El triunfo del narcisismo-leninismo
Los ególatras son habituales en las películas por su comicidad, pero cuando llegan al poder no tienen maldita la gracia

El siempre cuidado atrezo con que Pedro Sánchez adorna sus comparecencias incluyó la novedad de unas gafas cuando acudió al Senado a declarar por el 'caso Koldo'. | Eduardo Parra (EP)
Hacia el final de su Manual de resistencia, Pedro Sánchez dedica un capítulo a la celebración de las primarias.

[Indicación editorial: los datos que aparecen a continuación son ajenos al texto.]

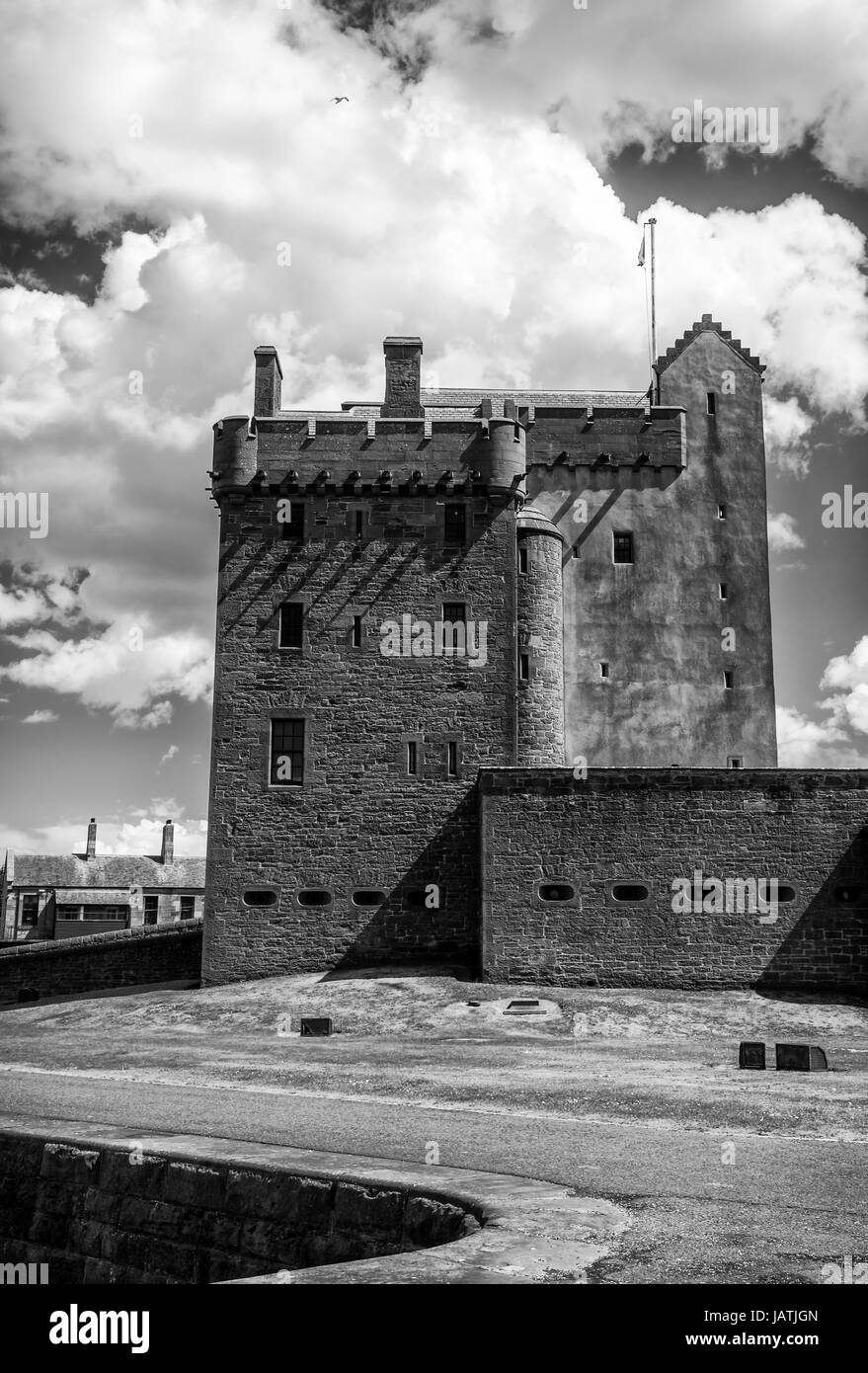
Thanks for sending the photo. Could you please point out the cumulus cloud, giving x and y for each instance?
(783, 534)
(839, 739)
(787, 427)
(128, 671)
(31, 596)
(468, 204)
(140, 835)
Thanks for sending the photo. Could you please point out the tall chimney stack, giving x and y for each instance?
(403, 377)
(268, 380)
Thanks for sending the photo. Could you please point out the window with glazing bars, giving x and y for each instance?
(287, 753)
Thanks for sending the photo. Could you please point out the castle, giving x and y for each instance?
(495, 672)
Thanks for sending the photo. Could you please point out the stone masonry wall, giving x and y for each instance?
(360, 820)
(105, 1215)
(119, 958)
(807, 830)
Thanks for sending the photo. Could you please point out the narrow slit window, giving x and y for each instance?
(291, 625)
(455, 524)
(294, 527)
(556, 891)
(622, 548)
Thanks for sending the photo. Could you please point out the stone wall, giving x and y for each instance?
(647, 828)
(105, 1214)
(358, 821)
(118, 958)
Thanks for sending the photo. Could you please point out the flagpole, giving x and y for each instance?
(653, 320)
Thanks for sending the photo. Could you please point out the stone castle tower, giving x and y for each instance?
(604, 560)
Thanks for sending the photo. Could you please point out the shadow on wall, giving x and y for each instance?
(829, 945)
(404, 929)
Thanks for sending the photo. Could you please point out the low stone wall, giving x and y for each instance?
(94, 1206)
(604, 839)
(110, 1214)
(92, 963)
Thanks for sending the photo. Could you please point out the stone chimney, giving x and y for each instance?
(168, 848)
(403, 377)
(268, 379)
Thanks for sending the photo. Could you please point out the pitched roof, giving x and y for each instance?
(705, 326)
(109, 870)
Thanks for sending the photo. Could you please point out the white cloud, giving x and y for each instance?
(463, 207)
(832, 742)
(139, 835)
(783, 533)
(109, 672)
(787, 426)
(847, 679)
(807, 743)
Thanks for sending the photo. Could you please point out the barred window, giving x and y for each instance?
(294, 527)
(287, 753)
(622, 548)
(29, 908)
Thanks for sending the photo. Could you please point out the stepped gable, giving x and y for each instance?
(706, 323)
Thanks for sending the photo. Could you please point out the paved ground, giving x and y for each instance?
(735, 1176)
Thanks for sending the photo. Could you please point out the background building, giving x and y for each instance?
(60, 895)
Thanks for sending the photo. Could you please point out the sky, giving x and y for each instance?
(180, 184)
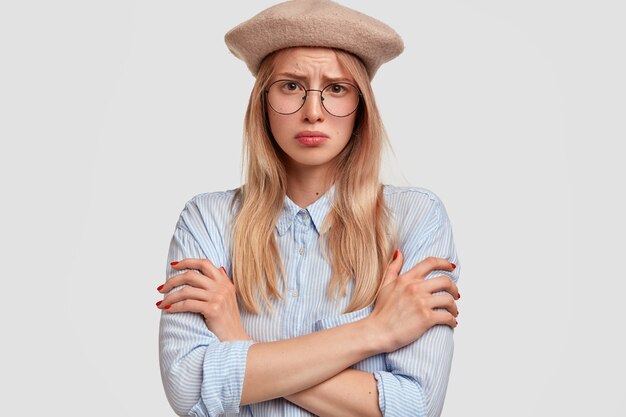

«Fueron meses muy intensos —cuenta—, en los que comenzaba ya la transformación del partido». El PSOE estaba «muy vivo» y prueba de ello fue el acto que se organizó en el Círculo de Bellas Artes de Madrid. Sánchez bajaba conduciendo su propio coche por la Gran Vía y, al llegar a la confluencia con Alcalá, vio «una cola enorme», que llegaba «casi a la Puerta del Sol. […] Y me dije: ‘¿Qué pasará aquí? ¿Qué habrá, será un concierto?’». Se quedó «perplejo». Llamó a su equipo para comentárselo «y me lo dijeron: ‘Es gente que viene por ti, Pedro. Vienen a verte’».
¿Quién sino un cumplido narcisista incluiría una observación semejante en sus memorias?
Máximo Huerta, el efímero ministro de Cultura, no se quedaría menos perplejo un año después, cuando acudió a la Moncloa a presentar su dimisión. «Lo paradójico —recordaría en El hormiguero— fue que [Pedro Sánchez] empezó a hablar de él, de cómo lo vería la historia en el futuro. […] Empezó a hablar de [que] todos acaban mal en política, mira cómo acabó Zapatero, mira cómo acabó Aznar, mira cómo acabó González».
Y a continuación le preguntó sinceramente preocupado: «De mí, ¿qué dirán?».
«¿Qué tal me queda?»
En el cine los personajes narcisistas son habituales por su potencial cómico. Me viene a la mente el egocéntrico director de orquesta Max Beissart, que encarna Alexander Godunov en Esta casa es una ruina. En un momento de la película, Beissart acude a un concesionario de coches, se monta en un lujoso modelo y, tras colocarse la melena de un golpe de cabeza, pregunta poniéndose de perfil: «¿Qué tal me queda?».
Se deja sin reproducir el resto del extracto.